The accounts receivable management industry spent at least $1.86 million to lobby members of Congress in 2007, up from $1.6 million in 2006, according to public records from the Center for Responsive Politics (CRP). Nearly one-third of the spending was by government collections specialist Linebarger Goggan Blair & Sampson,

But the dollars spent total is probably higher than that. CRP cautions that lobbying reports are still coming in from the Senate’s Office of Public Records, the source for the data. Companies and trade groups that spend money lobbying Congress are required to file documents every year tracking their spending and the firms they hire. The CRP, a non-partisan research group, gathers the data and posts it on its Web site.

Collection industry groups could spend lobbying dollars on a wide variety of issues, from Fair Debt Collection Practices Act reform to government collection contracts.

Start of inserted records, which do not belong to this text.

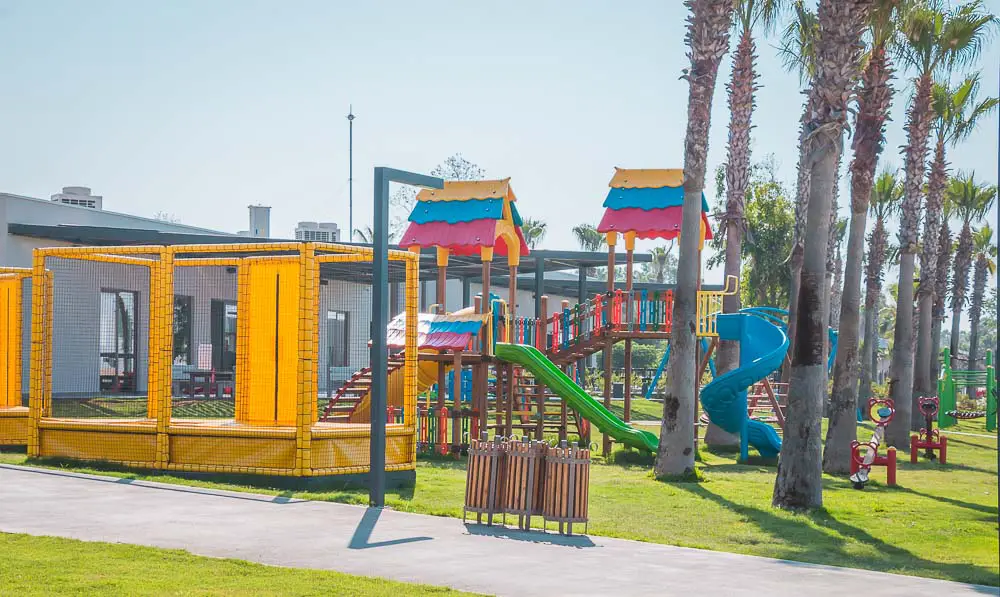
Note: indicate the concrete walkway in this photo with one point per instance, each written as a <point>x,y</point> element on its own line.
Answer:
<point>410,547</point>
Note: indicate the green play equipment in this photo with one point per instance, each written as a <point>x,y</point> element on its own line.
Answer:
<point>950,383</point>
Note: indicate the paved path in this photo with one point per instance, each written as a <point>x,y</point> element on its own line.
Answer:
<point>410,547</point>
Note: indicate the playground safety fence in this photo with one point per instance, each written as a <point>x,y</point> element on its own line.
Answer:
<point>213,358</point>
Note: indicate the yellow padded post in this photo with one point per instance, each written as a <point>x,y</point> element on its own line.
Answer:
<point>306,332</point>
<point>272,363</point>
<point>36,390</point>
<point>10,341</point>
<point>410,356</point>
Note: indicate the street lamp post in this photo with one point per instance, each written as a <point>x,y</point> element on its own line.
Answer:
<point>350,174</point>
<point>380,319</point>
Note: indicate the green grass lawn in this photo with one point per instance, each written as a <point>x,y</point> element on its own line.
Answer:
<point>940,522</point>
<point>55,566</point>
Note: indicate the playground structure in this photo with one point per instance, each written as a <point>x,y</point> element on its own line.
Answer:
<point>240,359</point>
<point>15,293</point>
<point>929,439</point>
<point>209,357</point>
<point>864,455</point>
<point>951,383</point>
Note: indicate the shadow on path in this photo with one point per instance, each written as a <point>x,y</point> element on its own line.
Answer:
<point>984,508</point>
<point>363,534</point>
<point>283,498</point>
<point>537,536</point>
<point>808,544</point>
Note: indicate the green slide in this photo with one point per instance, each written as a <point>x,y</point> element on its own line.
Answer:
<point>547,373</point>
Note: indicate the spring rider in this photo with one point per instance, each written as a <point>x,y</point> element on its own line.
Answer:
<point>865,455</point>
<point>929,438</point>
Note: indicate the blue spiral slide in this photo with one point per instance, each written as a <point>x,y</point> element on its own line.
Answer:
<point>762,349</point>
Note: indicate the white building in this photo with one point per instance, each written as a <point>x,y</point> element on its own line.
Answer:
<point>79,196</point>
<point>322,232</point>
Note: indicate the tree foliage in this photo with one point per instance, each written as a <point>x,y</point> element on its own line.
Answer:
<point>534,231</point>
<point>402,200</point>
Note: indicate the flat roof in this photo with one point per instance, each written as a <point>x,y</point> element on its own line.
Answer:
<point>459,267</point>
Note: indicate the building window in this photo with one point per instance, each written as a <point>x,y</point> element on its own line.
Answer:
<point>337,338</point>
<point>182,330</point>
<point>118,340</point>
<point>223,335</point>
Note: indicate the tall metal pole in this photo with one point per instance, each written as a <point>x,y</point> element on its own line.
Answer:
<point>379,349</point>
<point>350,173</point>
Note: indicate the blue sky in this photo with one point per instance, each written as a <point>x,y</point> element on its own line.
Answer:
<point>200,108</point>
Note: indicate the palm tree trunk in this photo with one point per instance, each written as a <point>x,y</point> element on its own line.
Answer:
<point>924,383</point>
<point>837,296</point>
<point>975,314</point>
<point>708,41</point>
<point>831,248</point>
<point>799,483</point>
<point>901,371</point>
<point>874,100</point>
<point>940,290</point>
<point>960,287</point>
<point>741,90</point>
<point>798,241</point>
<point>877,242</point>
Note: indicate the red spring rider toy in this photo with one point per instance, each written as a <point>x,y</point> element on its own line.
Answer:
<point>865,455</point>
<point>930,439</point>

The biggest spender in the industry was Austin, Texas-based Linebarger, paying $650,000 in 2007 on lobbying, up from the $525,000 it spent in 2006. Linebarger was one of the original three companies that worked on the IRS private debt collection contract, but the firm left the contract in early 2007.

Sallie Mae’s subsidiary Pioneer Credit Recovery is one of two collection agencies still working on the IRS contract. The other, Waterloo, Iowa-based CBE Group, reported spending $200,000 lobbying Congress last year. (On the other side of the issue, the program’s main opposition, the National Treasury Employees Union, spent $571,000 on lobbying in 2007.)

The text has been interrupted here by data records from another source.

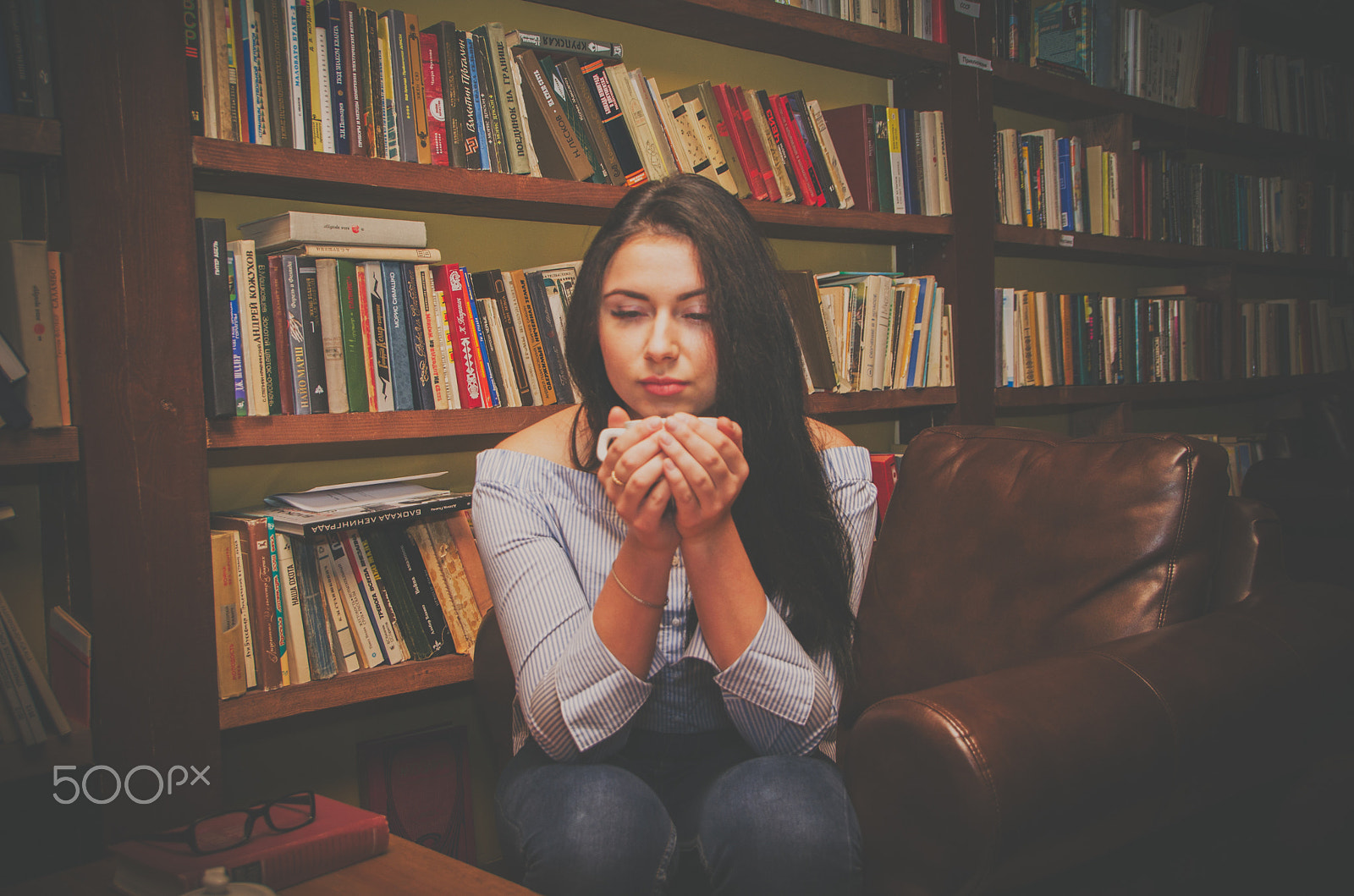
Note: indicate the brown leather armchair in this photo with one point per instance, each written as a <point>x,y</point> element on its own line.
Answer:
<point>1065,645</point>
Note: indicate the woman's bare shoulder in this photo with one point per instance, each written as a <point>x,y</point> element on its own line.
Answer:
<point>828,436</point>
<point>546,437</point>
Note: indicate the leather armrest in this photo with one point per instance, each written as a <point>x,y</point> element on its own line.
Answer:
<point>1004,778</point>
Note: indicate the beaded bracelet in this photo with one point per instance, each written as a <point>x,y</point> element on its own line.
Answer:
<point>636,597</point>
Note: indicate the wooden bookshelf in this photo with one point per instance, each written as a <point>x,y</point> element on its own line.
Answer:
<point>355,180</point>
<point>344,690</point>
<point>1056,245</point>
<point>26,141</point>
<point>19,761</point>
<point>768,27</point>
<point>1028,90</point>
<point>40,446</point>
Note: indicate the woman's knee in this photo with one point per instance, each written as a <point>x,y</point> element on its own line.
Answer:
<point>586,828</point>
<point>783,823</point>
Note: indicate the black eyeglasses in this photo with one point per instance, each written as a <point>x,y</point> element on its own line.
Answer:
<point>228,830</point>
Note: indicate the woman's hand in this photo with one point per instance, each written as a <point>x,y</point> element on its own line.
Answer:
<point>704,469</point>
<point>631,475</point>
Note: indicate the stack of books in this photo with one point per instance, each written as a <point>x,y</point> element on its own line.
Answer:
<point>30,711</point>
<point>516,102</point>
<point>343,578</point>
<point>871,331</point>
<point>1056,183</point>
<point>34,378</point>
<point>315,313</point>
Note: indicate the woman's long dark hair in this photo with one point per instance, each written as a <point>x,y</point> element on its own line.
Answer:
<point>784,514</point>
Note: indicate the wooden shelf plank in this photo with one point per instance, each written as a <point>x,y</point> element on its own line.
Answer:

Other major ARM spenders include industry trade group ACA International doling out last year $460,000, down from the $680,000 it spent in 2006. Debt buyers’ group DBA International said it spent $82,000 last year, up from $40,000 in 2006.

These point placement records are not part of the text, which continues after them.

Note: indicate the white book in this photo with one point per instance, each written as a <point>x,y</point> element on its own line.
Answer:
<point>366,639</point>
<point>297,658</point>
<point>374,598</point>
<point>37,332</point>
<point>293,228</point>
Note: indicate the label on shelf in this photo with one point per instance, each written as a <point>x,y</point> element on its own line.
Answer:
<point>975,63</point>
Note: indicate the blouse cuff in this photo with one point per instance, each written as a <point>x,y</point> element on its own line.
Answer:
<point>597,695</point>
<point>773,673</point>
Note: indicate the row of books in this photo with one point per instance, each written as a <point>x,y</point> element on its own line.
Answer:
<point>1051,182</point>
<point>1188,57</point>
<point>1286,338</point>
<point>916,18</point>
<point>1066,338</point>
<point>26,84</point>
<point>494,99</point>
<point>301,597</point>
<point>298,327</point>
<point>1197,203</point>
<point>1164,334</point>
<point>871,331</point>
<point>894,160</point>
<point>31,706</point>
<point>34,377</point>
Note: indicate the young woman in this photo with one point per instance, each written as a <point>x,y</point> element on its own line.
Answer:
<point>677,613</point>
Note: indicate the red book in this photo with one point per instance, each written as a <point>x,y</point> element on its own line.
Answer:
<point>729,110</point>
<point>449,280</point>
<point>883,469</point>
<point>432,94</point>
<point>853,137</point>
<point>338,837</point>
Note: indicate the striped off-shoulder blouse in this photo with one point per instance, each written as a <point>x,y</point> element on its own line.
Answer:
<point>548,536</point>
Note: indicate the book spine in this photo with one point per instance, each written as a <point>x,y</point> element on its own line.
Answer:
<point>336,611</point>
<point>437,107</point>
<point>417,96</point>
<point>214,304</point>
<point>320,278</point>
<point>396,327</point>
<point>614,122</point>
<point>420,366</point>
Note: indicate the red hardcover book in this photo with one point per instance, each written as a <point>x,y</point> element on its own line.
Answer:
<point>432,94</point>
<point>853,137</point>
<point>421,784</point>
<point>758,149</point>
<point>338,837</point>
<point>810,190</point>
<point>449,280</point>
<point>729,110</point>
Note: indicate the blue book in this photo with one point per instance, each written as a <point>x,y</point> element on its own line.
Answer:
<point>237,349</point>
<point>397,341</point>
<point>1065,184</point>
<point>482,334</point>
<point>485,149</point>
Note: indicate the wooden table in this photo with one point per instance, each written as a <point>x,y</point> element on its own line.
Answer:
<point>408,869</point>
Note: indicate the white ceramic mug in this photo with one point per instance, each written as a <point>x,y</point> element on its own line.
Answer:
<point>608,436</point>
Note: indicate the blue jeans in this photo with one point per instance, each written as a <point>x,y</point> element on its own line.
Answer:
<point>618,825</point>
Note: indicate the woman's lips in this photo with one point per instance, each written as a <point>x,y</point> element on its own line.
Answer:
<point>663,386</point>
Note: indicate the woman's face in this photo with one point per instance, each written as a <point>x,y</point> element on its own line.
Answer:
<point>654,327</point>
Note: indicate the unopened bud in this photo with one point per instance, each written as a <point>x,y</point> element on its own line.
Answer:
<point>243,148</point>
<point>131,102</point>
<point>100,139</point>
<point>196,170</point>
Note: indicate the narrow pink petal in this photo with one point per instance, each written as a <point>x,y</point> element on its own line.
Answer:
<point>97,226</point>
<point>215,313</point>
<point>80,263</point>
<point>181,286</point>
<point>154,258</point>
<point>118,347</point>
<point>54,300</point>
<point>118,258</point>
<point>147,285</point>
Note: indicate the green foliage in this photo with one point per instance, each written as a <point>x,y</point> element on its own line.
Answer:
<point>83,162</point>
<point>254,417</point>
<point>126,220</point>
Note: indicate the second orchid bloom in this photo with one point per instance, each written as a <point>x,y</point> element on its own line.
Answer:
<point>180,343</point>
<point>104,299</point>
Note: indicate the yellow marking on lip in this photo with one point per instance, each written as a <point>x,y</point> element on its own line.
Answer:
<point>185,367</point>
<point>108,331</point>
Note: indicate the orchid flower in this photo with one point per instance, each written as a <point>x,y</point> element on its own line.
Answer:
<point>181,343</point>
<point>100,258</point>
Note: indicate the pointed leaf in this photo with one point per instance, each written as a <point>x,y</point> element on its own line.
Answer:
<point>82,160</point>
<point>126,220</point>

Several individual companies also made an appearance on the list, some for the first time. ARM industry heavyweight NCO Group spent $70,000 on lobbying efforts, up from the $40,000 it spent in 2006. Outsourcing Solutions, Inc. (OSI) – which NCO recently acquired (“NCO Group Completes Acquisition of OSI,” March 3) – paid lobbyists $120,000 in 2007 compared with $40,000 in 2006.

Toledo, Ohio-based United Collection Bureau spent $120,000 on lobbying last year, doubling the amount it spent in 2006. Canadian collection agency Allied International Credit Corp., Buffalo, N.Y.-based Creditors Interchange, and Houston-based GC Services all reported paying lobbyists $40,000 each last year. West Asset Management, a division of call center operator West Corp., also spent $40,000 on lobbying in 2007, a year that marked WAM’s first entry on the list.

Putting together a total spending figure for the industry is complicated by the nature of the business. For example, student loan provider Sallie Mae – which has extensive debt collection operations – reported spending $4,040,000 on lobbying last year. But the company did not report how much it spent specifically on debt collection or ARM lobbying.